Keza,Üniversite öğretim görevlilerinden M.Halistin Kukul da, 'Hâlimiz İlkemiz Ülkümüz' Bilâl Gürer'in ilk basılı eseridir. Bu eser; büyük bir birikim neticesinde ortaya çıkmıştır. Bu eserinde bölümler hâlinde, zaman içinde müşahede ettiği ve bizzat yaşadığı hadiselerden çıkardığı bazı dersleri bir ibret unsuru olarak paylaşmak istiyor. İhmallerimizin, gafletlerimizin, bananeciliğimizin tembelliğimizin, birbirimize karşı güvensiz oluşumuzun, Türk milleti olarak, bizi getirdiği yerin hiç de olması gereken bir yer olmadığının tahlilini yapmaya çalışıyor. Yani; eser, bir cephesiyle, yaşanmışlıklarımızı, yaşadıklarımızı, mazimizi tahlil ile 'Hâlimiz'i, ardından 'ilkelerimiz'e ne kadar sadık kalarak onları tahakkuk ettirdiğimizi ve bunların sebeplerini ortaya koyuyor. Bilâl Gürer; 'Hâlimiz, İlkemiz,Ülkümüz' adlı bu ilk kitabında; hâlimiz nicedir? İlkemiz nedir? ülkümüz, yolumuz, istikametimizin sonunda nereye ulaşma gaye ve hedefindeyiz? Bize bunları düşündürme gayretindedir. Zaman zaman değil, sık sık geriye dönüp muhasebe yapmak mecburiyetindeyiz. İşte bu eser, o bakışlardan biridir!..'' şeklinde değerlendirmelerde bulunuyor.
Ben de kitaptan bazı satırlar sıralayacağım.
''Ahmet Yesevî'lerden, Mevlânâ'lardan, Yunus Emre'lerden gelen sese kulak vermeli, onların izini sürmeliyiz.
Menfaatin üstüne basa basa yükselmeyi alçalmak olarak gören dedem Bayram Çavuş; Mustafa Kemal Atatürk'ü anlatırken gözyaşlarını tutamazdı. Milletin bir lokma ekmeğe muhtaç olarak, yokluklar ve acılar içinde çile çektiğini, ama korkmadan, yılmadan sırt sırta vere vere vatanın kurtuluşunun nasıl gerçekleştirildiğini anlata anlata bitiremezdi.
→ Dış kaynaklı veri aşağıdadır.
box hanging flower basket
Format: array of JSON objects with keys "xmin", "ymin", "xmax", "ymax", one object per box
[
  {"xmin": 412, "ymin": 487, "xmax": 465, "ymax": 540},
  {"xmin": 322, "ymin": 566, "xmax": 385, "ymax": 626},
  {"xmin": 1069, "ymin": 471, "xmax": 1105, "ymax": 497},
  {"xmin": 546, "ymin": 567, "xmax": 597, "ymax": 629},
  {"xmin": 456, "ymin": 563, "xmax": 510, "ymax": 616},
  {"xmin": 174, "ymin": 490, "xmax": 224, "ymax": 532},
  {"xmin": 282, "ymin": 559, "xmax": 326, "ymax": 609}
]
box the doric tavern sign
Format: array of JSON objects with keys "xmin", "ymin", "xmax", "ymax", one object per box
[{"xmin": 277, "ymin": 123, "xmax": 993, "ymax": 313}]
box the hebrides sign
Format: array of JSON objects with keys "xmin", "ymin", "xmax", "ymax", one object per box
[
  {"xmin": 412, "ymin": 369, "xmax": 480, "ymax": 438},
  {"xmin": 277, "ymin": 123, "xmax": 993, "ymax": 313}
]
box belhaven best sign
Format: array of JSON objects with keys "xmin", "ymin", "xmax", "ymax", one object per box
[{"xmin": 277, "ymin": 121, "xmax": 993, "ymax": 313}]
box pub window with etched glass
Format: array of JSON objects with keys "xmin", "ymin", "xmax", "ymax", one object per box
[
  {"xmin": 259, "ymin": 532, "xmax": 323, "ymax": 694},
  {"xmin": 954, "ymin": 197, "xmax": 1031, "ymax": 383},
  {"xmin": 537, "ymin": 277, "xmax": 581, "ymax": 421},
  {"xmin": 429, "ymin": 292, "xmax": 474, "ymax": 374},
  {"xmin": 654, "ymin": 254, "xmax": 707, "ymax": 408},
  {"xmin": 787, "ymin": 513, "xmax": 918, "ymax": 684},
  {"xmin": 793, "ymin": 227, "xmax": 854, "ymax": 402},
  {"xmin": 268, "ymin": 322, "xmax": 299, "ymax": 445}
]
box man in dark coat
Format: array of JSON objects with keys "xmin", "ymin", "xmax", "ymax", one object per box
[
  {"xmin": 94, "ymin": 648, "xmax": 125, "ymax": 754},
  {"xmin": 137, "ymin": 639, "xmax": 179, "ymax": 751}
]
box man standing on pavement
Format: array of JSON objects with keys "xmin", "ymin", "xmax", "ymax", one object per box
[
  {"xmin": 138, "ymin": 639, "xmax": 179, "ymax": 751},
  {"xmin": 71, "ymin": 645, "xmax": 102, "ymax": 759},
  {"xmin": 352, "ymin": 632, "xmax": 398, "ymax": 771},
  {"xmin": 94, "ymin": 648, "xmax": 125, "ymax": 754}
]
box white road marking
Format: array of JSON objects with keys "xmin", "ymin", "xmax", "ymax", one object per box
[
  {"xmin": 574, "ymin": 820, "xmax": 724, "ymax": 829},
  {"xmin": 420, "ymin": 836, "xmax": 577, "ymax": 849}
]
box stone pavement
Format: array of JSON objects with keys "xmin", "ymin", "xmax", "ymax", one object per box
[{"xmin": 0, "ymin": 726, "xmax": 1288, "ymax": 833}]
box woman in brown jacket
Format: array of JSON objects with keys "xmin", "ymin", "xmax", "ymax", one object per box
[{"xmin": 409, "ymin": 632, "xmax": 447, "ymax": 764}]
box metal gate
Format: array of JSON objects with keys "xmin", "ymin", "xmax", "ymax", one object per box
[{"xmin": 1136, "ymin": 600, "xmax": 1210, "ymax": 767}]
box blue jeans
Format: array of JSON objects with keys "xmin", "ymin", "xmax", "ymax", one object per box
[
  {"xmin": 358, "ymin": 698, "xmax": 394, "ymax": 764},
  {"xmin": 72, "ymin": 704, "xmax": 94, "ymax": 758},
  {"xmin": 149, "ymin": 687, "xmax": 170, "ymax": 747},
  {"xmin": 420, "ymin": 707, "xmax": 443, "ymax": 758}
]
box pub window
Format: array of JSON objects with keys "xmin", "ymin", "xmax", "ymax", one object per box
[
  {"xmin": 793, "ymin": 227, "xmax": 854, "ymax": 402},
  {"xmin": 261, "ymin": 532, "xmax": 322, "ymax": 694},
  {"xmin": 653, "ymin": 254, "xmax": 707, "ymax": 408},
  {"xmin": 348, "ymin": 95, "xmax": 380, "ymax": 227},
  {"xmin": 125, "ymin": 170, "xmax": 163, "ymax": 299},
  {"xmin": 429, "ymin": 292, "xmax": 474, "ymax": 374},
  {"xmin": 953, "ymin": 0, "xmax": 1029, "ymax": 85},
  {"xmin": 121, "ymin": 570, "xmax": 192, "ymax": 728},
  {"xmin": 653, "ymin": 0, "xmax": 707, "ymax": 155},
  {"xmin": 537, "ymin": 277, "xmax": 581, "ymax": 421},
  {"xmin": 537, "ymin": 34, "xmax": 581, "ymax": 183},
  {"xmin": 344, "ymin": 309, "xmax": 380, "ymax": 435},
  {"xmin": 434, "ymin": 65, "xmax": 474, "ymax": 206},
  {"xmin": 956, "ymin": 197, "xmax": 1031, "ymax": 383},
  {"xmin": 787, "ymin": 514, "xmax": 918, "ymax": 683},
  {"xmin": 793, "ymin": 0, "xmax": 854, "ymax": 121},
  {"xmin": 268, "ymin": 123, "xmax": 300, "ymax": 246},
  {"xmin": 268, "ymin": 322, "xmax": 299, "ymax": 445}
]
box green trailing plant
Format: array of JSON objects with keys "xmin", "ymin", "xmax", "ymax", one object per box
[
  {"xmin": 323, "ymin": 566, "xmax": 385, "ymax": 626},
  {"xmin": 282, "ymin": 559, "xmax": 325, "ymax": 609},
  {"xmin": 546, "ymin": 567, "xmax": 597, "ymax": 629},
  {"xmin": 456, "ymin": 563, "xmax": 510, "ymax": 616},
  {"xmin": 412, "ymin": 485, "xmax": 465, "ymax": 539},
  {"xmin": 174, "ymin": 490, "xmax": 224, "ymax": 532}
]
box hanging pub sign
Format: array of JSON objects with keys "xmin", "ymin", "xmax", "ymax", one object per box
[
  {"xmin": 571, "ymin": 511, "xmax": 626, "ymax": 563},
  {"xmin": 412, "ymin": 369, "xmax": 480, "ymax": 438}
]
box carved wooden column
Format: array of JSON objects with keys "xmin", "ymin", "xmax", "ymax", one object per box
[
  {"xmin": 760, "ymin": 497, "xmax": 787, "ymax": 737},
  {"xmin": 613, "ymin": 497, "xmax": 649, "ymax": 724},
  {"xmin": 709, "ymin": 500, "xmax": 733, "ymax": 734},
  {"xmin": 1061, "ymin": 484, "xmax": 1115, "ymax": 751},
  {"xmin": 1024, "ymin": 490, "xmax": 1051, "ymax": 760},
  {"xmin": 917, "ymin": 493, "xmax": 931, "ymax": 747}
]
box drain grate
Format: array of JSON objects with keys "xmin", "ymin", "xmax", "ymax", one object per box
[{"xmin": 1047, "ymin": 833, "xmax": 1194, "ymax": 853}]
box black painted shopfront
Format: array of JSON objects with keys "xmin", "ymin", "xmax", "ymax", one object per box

Birbirini sevmeyen, birbirinden kopan insanî değerleri yok olan mutsuz insanların sayısı her geçen gün artmaktadır.
Duygularımızı güzel Türkçe ve Türk şiiri ile, ruhumuzun derinliklerinden gelen nağmeleri Türk musikisiyle, estetik zevklerimizi Türk kültürü veTürk mimarisiyle ifade ederiz.
Bu kitabı niçin yazdım? Maddeye esir olmayan, haketmediği makamlara gayrimeşru yollarla gelmeyi haysiyetsizlik sayan, kültürel değerlerinin çökmesine engel olmak için kimsenin görmediği ihanetleri ve arkasından gelecek felaketleri görmeyi vazife sayan bir neslin yetişmesi için...
Atatürk'ün 'Gençliğe Hitabe'sinde gösterdiği yolda ilerleyip, Cumhuriyetin kurucu değerlerine sahip çıkarak ve doğruları bilerek yaşamak dileği ile...
İnsanoğlu birbirini yok etmek ve sömürmek için üstün teknoloji içeren silahlar değil, ahlak buhranını önleyecek silahlar geliştirmelidir.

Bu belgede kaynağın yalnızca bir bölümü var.